The main purpose of the exercise appears to be to reduce the number of bus movements along Wellesley Road, in advance of major construction projects such as Westfield and the 1 Lansdowne Road skyscraper.
Given the building works disruption, this might appear to be a logical move, but in practice, it is likely to weaken the town centre even more during the construction of Westfield. With a reduced shopping offer, coupled with these reduced bus services, this is likely to discourage people from visiting Croydon, and people from outer parts of the borough will be more likely to visit other towns such as Bromley and Sutton.
These changes will also seriously inconvenience those visiting important local facilities such as Croydon College, the child and adolescent mental health services (CAMHS) on the High Street, and the Home Office at Lunar House.
This particularly affects those travelling from the north of the borough.

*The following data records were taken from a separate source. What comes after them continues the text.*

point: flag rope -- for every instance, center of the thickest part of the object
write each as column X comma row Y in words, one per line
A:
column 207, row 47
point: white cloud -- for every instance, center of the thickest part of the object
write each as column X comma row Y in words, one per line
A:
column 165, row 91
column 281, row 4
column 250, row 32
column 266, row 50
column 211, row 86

Croydon College loses two important bus links from areas such as Thornton Heath, Norbury and parts of South Norwood, Croydon CAMHS loses links from areas such as Norbury, Mitcham Road and parts of Thornton Heath, while Lunar House loses direct links from Thornton Heath, South Norwood and Mitcham Road.
Bus passengers travelling from the south of the borough will be badly affected, also. Areas such as Riddlesdown, Hamsey Green and parts of Sanderstead and Coulsdon will lose their direct links to West Croydon, as well as Lunar House. It will also make East Croydon’s rail services harder to access.
To me, this all seems a backwards move.
The humble bus is the most efficient use of road space, and a big solution in the fight against the ever-worsening congestion and pollution on our roads. It seems unfair to penalise bus users, whose choice of transport is helping to make a vital difference to the local environment, at a time when air quality in Croydon Town Centre is proven to be regularly breaking legal limits.
If we want our wonderful town to prosper and thrive, we need high-quality public transport infrastructure and services to allow people to easily access important local facilities in a quick, easy and eco-friendly way without relying on cars.
These proposed changes will make that much harder for many people, and therefore I shall be responding to the consultation, and opposing these proposed changes. I encourage readers to do the same.